The Nichols, Bal3, Mexico A, and Street 14 isolates carry a gene encoding a truncated protein as result of the presence of only 3 CT dinucleotide repeats. A gene coding for a full length protein, which contain 4 CT dinucleotide repeats, is found in Sea81-4, Gauthier, Samoa D, CDC2, Iraq B, Bosnia A, Fribourg-Blanc and Cuniculi A. Blue color, unique sequence as result of frameshifting. Green, signal peptide.
Figure 6.
Encoded variants at the tprL (tp1031) locus.

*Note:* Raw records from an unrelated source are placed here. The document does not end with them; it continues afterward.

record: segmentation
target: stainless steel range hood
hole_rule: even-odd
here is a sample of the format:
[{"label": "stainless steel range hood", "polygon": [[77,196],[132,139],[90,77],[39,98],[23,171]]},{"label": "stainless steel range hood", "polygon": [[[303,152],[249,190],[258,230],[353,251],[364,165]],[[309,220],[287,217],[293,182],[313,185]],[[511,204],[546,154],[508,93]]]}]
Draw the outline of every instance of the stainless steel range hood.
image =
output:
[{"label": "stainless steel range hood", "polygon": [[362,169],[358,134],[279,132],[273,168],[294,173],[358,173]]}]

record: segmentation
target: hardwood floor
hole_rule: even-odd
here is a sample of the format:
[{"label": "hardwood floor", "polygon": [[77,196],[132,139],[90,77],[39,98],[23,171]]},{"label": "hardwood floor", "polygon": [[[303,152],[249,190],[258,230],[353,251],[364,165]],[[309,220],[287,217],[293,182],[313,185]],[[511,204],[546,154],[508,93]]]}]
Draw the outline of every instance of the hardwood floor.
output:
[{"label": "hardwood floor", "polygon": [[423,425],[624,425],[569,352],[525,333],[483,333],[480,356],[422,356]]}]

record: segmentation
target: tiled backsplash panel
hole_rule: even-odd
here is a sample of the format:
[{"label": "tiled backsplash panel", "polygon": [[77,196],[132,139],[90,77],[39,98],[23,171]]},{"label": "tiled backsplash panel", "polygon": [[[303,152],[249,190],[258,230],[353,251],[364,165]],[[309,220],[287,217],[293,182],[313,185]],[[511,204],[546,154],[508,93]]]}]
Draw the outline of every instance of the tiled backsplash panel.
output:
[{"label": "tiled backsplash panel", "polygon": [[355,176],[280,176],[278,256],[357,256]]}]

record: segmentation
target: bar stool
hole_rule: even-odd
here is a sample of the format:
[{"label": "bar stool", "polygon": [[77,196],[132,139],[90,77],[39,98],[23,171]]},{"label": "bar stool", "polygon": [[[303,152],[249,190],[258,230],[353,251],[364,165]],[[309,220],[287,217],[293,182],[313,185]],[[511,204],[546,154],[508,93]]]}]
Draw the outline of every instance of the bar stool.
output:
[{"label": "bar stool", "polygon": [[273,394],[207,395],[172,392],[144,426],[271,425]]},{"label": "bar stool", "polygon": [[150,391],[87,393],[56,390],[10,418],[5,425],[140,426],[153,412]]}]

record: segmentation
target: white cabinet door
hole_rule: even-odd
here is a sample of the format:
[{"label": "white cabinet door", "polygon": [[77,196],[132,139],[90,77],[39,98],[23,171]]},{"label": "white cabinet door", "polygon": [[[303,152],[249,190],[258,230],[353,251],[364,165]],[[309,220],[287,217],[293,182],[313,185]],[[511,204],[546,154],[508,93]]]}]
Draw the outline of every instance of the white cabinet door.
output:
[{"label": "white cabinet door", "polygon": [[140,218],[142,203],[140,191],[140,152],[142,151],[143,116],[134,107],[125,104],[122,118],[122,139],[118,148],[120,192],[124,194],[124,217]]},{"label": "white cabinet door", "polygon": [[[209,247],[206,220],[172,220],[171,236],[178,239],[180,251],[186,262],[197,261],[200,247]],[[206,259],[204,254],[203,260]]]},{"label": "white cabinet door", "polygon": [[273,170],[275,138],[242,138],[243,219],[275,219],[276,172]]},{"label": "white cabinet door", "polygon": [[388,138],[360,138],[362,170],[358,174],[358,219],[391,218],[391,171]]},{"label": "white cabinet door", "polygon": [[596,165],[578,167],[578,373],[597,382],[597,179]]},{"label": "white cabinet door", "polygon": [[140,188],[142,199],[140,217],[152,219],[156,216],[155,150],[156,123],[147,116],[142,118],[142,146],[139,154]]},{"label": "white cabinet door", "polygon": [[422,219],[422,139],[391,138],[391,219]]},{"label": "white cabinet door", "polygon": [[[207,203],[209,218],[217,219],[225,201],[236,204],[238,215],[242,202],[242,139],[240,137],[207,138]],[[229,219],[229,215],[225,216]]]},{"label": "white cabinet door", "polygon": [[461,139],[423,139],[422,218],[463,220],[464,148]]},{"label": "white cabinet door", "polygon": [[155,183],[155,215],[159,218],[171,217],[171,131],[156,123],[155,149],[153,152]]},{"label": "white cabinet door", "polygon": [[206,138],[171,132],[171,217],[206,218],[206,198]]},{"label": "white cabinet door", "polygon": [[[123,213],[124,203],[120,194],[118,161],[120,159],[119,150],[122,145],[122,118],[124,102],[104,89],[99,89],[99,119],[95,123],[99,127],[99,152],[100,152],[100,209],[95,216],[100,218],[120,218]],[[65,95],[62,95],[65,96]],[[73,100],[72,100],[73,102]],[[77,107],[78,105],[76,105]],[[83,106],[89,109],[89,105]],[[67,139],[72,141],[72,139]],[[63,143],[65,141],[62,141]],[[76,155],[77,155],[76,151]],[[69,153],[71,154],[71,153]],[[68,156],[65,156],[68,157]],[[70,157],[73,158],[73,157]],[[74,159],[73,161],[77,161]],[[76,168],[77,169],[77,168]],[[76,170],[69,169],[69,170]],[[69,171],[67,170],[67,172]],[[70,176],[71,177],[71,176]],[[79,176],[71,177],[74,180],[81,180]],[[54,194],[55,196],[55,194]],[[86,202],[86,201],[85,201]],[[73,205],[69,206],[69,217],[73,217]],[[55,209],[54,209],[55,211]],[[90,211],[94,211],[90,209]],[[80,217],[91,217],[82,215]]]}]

Coding sequences: Three different coding sequences have been identified for treponemal species and subspecies: the proposed tprL ORFs in the Nichols and Street 14 genome sequences; an extended tprL for pallidum, endemicum, and paraluiscuniculi strains; and a fused tprL (called tprL1) for pertenue and the Fribourg-Blanc strains. The Nichols ORF was predicted to be 1542 bp, although lacks identifiable promoter elements upstream. In this study, an extended tprL of 1806 bp has been identified in the Nichols and other pallidum strains, as well as in endemicum and paraluiscuniculi strains. The initially shorter Nichols tprL was the result of sequencing errors in the reported Nichols genome sequence [27]. Typical promoter elements are shown for the extended tprL ORF (SC, start codon. RBS, ribosomal binding site. +1, transcriptional start site (TSS). −10 and −35, σ70 signatures). A deletion of 278 bp (274 bp of the 5′ end of tp1030, whose coding sequence is located on the minus strand, and 4 bp of the 5′ end of the genome-derived tprL) creates an alternative start site in tp1030 for pertenue and Fribourg-Blanc tprL1, resulting in a shorter ORF of 1668 base pairs. This ORF, however, lacks recognizable promoter elements. Encoded proteins: Differences in coding sequences result in two different proteins: 1) a shorter pertenue/Fribourg-Blanc variant with a 44 amino acid unique amino terminus and 2) a longer TprL in the remaining species/subspecies with a predicted signal peptide 25 amino acids long (green) in the longer product, but not identifiable in the pertenue/Fribourg-Blanc gene product. Blue color, region unique to pertenue and Fribourg-Blanc strains (132 nucleotides or 44 amino acids). Red color, region unique to the pallidum, endemicum and paraluiscuniculi species/subspecies (65 amino acids).